Everyone was talking about it. There were ads on TV. The buzz on social media was building. Amazon Prime Day was coming, and it was going to be bigger than Black Friday—the sale to end all sales. Consumers excitedly waited for July 15 to arrive, filling up their virtual shopping carts with all the items they expected to go on sale at midnight. And then …
The deals never came. Shoppers searched through Amazon’s website looking for the sales they had anticipated. But as they were looking for tablets, phones and fashion accessories, what they found was much different. Instead, they came across “exclusive” deals for duct tape, a VHS rewinder, a shoehorn and a bunion regulator. (Seriously? I don’t even know what a bunion regulator is.)

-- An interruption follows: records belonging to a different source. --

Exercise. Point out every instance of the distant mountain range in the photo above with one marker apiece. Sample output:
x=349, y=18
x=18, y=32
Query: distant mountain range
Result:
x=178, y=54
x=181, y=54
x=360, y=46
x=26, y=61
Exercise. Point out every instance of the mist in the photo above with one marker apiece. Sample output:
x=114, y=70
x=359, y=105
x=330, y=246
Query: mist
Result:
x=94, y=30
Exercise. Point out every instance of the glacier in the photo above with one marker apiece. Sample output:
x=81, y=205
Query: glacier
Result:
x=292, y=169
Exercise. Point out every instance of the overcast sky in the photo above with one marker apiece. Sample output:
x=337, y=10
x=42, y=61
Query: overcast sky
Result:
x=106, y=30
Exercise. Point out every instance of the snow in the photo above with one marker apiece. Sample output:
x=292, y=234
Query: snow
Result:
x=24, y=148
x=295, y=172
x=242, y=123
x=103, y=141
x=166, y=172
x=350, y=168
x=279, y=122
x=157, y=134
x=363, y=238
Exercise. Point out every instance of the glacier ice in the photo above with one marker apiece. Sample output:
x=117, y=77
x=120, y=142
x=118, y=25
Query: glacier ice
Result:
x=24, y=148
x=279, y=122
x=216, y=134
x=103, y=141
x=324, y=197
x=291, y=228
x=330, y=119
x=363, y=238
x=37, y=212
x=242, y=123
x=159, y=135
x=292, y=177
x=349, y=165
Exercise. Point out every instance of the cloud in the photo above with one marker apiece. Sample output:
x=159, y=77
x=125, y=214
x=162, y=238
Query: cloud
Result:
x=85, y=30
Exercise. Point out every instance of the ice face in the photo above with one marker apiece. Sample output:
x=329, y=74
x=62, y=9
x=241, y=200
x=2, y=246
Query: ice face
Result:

And as you can imagine, the social media world exploded. People likened Prime Day to a giant, mediocre yard sale, and then, the #PrimeDayFail hashtag was born. The ensuing tweets were as snarky as you might expect:
I was laughing so hard reading the #PrimeDayFail tweets that people probably thought I was crying. But through my laughter, Prime Day also made me pause and think about the value of honest communication. Regardless of the tactic you’re implementing—whether it’s a social media campaign or a massive sale—effective marketing requires upfront and honest communication.
This doesn’t mean that Amazon intentionally tried to dupe people, but as a whole, that’s what consumers perceived. They felt frustrated, as if Amazon had lured them in to sign up for its $99 per year Prime service, only to turn around and try to sell them dishwasher detergent for 20 percent off. It felt dishonest for a company that is known for its excellent customer service and loyal customer base.
But for Amazon’s part, they were extremely pleased with their “subpar yard sale,” saying Prime Day was a success with sales surpassing Black Friday 2014. But if Amazon is evaluating success from multiple angles (as it should be), it might want to take into account the sentiments of its shoppers.
Amazon Prime Day may be coming back, but I have to wonder, will its customers come back too?